Now, let's load the dataset for this tutorial.

In [None]:
# Read the dataset
wikipedia = pd.read_csv("https://datasets-nixtla.s3.amazonaws.com/peyton-manning.csv", parse_dates=["ds"])
wikipedia.head(10)

Load the Peyton Manning Wikipedia page views dataset and display first 10 rows.

In [None]:
wikipedia_plot = nixtla_client.plot(wikipedia)
wikipedia_plot

Plot the time series data to visualize the patterns.

In [None]:
anomalies_df = nixtla_client.detect_anomalies(
    wikipedia,
    freq="D",
    model="timegpt-1",
)
anomalies_df.head()

## Anomaly detection

Detect anomalies in the time series using TimeGPT model with default settings.

In [None]:
anomaly_plot = nixtla_client.plot(wikipedia, anomalies_df)
anomaly_plot

Visualize the detected anomalies on the time series plot.

In [None]:
anomalies_df_exogenous = nixtla_client.detect_anomalies(
    wikipedia,
    freq="D",
    date_features=["month", "year"],
    date_features_to_one_hot=True,
    model="timegpt-1",
)

## Anomaly detection with exogenous features

Detect anomalies using TimeGPT with additional date-based features (month and year).

In [None]:
feature_plot = nixtla_client.weights_x.plot.barh(
    x="features",
    y="weights"
)

feature_plot

Plot the feature importance weights to understand which features contribute most to anomaly detection.

In [None]:
# Without exogenous features
print("Number of anomalies without exogenous features:", anomalies_df.anomaly.sum())

# With exogenous features
print("Number of anomalies with exogenous features:", anomalies_df_exogenous.anomaly.sum())
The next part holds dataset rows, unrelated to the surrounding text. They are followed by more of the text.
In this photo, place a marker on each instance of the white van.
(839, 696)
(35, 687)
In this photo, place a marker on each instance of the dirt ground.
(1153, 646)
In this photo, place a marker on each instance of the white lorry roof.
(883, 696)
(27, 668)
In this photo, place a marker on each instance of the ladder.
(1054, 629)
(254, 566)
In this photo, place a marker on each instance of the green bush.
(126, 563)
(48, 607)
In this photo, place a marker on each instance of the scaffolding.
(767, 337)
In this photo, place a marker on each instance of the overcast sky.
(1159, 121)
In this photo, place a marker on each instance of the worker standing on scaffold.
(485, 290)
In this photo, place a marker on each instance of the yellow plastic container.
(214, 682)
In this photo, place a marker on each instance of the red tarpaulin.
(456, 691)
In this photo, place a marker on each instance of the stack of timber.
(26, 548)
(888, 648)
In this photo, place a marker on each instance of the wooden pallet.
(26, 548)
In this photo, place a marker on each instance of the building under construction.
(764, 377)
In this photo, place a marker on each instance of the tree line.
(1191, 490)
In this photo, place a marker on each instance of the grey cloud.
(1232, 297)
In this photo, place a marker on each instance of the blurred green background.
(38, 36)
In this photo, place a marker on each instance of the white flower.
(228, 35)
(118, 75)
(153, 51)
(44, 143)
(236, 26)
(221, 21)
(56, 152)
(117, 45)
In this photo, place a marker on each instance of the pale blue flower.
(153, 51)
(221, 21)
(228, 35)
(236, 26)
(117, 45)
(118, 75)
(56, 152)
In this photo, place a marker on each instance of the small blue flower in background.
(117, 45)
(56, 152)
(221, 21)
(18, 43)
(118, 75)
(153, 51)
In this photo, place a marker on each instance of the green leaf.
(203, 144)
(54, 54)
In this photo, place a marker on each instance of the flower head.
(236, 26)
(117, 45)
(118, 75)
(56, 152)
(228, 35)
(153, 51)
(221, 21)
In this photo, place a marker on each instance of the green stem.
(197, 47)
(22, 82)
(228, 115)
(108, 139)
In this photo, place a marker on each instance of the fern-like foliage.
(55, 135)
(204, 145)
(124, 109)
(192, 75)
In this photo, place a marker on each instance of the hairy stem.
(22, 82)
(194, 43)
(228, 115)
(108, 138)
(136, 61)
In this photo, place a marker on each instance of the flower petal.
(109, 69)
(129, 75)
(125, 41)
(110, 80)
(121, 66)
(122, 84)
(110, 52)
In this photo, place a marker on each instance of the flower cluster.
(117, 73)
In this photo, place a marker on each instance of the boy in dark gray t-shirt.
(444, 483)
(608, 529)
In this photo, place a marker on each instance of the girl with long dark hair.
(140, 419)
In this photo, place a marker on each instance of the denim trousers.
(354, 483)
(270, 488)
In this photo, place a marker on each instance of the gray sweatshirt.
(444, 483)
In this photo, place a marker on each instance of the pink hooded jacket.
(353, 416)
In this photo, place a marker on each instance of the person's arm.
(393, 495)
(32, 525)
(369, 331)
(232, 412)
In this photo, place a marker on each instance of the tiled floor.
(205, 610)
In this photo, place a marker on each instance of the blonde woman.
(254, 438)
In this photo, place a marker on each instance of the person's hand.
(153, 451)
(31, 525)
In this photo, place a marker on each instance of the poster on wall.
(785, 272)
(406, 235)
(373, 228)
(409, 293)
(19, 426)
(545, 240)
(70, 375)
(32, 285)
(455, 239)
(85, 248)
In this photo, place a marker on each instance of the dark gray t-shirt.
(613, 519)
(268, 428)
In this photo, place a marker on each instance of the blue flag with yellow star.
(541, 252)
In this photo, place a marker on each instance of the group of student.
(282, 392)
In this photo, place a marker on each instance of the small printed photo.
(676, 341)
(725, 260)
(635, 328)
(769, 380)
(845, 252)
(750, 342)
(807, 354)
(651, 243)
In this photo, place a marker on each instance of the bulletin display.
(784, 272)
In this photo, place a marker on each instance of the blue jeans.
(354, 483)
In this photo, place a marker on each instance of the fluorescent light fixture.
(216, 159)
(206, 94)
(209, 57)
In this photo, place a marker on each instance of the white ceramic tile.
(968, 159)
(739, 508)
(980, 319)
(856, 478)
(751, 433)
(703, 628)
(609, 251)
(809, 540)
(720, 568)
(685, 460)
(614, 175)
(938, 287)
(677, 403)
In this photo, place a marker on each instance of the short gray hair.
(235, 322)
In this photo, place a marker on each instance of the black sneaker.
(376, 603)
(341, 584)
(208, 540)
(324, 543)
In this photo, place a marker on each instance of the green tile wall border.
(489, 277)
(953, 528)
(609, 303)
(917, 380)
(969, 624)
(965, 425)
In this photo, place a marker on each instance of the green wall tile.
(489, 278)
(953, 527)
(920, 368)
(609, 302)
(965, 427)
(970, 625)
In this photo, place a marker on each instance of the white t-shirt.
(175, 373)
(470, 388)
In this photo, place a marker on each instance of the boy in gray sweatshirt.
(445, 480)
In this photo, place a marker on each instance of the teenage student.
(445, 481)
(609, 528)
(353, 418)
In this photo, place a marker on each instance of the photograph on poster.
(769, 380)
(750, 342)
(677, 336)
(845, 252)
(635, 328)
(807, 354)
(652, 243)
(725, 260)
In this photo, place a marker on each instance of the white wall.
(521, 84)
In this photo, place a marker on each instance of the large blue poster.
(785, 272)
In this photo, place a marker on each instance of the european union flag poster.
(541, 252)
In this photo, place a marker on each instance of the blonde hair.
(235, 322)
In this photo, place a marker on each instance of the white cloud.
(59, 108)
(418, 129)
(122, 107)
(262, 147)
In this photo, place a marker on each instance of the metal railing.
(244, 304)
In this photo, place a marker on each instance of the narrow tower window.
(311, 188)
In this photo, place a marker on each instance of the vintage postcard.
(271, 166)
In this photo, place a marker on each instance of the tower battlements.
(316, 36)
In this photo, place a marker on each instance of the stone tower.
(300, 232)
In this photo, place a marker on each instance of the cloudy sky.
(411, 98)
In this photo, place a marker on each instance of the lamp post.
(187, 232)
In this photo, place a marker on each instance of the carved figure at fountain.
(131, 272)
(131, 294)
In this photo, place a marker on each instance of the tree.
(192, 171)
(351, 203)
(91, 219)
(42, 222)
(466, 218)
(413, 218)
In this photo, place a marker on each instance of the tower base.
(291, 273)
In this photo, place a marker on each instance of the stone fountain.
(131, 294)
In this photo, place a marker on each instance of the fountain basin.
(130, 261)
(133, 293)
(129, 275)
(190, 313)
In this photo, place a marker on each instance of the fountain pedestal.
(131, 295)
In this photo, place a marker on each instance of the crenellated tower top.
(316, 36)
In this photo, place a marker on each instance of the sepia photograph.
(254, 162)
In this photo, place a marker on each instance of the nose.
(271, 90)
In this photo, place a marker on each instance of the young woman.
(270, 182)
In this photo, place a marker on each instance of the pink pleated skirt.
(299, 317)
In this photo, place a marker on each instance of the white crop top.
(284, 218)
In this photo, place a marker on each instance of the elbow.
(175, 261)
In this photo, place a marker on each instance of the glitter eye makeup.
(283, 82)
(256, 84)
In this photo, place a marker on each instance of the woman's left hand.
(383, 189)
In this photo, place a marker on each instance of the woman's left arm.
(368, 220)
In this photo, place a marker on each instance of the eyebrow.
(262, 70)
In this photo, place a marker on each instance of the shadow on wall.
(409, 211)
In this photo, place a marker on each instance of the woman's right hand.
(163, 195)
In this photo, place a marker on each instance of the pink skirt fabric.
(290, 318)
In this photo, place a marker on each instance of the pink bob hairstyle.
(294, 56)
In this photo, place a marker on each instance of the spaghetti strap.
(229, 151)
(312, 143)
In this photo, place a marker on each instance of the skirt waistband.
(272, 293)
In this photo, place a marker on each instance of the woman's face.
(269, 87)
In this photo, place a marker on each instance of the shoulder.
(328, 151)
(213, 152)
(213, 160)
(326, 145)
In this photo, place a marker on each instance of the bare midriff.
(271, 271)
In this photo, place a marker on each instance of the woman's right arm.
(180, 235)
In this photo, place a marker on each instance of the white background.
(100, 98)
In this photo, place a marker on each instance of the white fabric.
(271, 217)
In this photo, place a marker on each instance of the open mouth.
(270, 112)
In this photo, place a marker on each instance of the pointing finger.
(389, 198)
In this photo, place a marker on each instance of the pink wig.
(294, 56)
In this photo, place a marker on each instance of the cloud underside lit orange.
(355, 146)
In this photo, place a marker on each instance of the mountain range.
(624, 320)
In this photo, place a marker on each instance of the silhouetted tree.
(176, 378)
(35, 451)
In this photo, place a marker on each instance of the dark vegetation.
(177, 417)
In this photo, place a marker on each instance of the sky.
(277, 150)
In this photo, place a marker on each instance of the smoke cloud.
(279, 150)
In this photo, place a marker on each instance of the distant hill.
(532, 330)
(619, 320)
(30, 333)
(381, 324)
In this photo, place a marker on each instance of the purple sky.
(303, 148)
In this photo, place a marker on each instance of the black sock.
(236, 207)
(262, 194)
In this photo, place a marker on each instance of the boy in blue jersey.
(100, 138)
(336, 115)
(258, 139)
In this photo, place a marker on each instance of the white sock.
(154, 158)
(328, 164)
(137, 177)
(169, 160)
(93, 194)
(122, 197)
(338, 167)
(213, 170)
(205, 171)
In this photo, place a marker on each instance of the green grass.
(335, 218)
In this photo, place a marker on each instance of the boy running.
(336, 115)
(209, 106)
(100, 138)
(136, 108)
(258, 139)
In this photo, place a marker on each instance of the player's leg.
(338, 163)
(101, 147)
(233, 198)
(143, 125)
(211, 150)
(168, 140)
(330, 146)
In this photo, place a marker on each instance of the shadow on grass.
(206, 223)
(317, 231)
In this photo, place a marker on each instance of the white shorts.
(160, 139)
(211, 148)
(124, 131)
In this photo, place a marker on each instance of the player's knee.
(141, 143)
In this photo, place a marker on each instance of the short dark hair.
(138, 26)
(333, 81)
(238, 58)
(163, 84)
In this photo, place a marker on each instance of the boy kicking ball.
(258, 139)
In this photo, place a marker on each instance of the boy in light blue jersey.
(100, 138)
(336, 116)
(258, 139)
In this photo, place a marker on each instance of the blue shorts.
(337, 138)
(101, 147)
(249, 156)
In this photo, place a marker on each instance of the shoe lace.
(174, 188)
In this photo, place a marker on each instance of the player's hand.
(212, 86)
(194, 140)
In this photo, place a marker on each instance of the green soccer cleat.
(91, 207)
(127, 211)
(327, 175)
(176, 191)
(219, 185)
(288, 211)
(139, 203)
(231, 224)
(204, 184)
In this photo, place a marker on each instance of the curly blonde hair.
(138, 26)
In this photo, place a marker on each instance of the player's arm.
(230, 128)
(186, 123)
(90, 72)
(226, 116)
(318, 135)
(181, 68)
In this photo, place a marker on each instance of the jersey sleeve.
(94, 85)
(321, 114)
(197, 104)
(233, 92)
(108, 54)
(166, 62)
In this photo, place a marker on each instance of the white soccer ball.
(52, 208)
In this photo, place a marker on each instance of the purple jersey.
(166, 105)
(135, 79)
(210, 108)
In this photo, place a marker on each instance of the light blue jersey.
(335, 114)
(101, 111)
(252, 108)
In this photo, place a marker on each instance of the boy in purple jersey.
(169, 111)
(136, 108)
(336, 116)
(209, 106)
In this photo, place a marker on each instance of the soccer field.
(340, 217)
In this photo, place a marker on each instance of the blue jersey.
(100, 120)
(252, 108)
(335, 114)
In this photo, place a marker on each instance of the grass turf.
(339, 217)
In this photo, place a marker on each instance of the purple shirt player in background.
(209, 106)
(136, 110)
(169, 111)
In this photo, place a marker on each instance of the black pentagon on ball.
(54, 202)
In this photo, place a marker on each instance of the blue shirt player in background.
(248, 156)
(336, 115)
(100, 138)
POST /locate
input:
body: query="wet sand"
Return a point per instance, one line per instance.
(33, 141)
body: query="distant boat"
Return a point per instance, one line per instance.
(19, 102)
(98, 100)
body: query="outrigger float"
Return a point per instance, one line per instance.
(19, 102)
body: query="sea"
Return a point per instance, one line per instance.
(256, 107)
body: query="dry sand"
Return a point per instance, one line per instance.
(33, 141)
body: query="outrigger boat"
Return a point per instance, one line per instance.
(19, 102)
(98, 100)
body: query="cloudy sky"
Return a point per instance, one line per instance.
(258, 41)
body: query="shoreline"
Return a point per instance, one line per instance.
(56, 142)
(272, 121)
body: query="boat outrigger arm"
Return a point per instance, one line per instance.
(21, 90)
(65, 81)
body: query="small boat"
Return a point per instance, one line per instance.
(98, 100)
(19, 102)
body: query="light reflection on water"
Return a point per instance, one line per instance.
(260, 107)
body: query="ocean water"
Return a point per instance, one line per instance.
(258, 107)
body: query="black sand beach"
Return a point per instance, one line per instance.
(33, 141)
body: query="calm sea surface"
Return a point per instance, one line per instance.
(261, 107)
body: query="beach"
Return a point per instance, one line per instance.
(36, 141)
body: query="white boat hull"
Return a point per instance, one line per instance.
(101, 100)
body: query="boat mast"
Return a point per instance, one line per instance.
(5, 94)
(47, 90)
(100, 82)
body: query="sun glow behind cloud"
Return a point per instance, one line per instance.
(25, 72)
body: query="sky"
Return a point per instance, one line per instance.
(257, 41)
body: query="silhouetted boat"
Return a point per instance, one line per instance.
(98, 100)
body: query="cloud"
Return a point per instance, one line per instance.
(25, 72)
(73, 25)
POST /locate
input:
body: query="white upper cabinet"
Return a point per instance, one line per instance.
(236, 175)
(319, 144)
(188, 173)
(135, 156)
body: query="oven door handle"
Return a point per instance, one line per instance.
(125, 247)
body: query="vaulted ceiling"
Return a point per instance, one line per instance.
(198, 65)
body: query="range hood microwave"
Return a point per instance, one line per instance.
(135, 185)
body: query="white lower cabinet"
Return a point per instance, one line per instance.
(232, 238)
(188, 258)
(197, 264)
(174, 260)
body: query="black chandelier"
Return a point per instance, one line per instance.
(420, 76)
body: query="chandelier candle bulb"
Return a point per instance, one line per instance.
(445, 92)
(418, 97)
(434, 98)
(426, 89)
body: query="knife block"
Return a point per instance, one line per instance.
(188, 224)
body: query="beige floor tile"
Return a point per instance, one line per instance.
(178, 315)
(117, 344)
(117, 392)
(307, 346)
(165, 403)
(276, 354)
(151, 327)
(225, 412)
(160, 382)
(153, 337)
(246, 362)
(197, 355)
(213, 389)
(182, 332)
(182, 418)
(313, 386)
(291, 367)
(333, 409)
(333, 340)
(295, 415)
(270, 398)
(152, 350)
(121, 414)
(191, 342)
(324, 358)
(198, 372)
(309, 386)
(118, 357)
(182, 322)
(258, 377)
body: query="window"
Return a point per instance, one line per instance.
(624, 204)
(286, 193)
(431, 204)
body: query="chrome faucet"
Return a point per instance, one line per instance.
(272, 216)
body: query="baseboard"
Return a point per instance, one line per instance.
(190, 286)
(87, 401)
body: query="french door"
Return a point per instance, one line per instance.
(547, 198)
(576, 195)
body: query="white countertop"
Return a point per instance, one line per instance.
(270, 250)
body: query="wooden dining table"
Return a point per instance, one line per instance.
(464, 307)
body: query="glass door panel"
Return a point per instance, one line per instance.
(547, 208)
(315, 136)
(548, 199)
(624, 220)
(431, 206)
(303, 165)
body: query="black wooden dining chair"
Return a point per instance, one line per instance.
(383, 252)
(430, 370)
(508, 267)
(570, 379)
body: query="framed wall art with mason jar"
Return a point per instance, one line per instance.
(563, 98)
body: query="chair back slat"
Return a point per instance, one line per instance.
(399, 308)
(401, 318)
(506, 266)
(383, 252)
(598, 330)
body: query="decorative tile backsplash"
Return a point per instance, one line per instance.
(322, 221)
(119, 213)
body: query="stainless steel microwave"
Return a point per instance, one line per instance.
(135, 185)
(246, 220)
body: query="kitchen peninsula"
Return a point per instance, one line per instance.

Compare the number of anomalies detected with and without exogenous features.

In [None]:
anomalies_exogenous_plot = nixtla_client.plot(wikipedia, anomalies_df_exogenous)
anomalies_exogenous_plot

Visualize the anomalies detected using the model with exogenous features.

In [None]:
anomalies_exogenous_plot.savefig("images/anomalies_exogenous_plot.svg", format="svg", bbox_inches="tight")

In [None]:
anomalies_df_70 = nixtla_client.detect_anomalies(wikipedia, freq="D", level=70)

## Modifying the confidence intervals

Detect anomalies using a lower confidence interval (70%) to see how it affects the results.

In [None]:
# Print and compare anomaly counts
print("Number of anomalies with 99% confidence interval:", anomalies_df.anomaly.sum())
print("Number of anomalies with 70% confidence interval:", anomalies_df_70.anomaly.sum())

Compare the number of anomalies detected with different confidence intervals (99% vs 70%).

In [None]:
anomalies_70_plot = nixtla_client.plot(wikipedia, anomalies_df_70)
anomalies_70_plot

Visualize the anomalies detected using the 70% confidence interval.

In [None]:
anomalies_70_plot.savefig("images/anomalies_70_plot.svg", format="svg", bbox_inches="tight")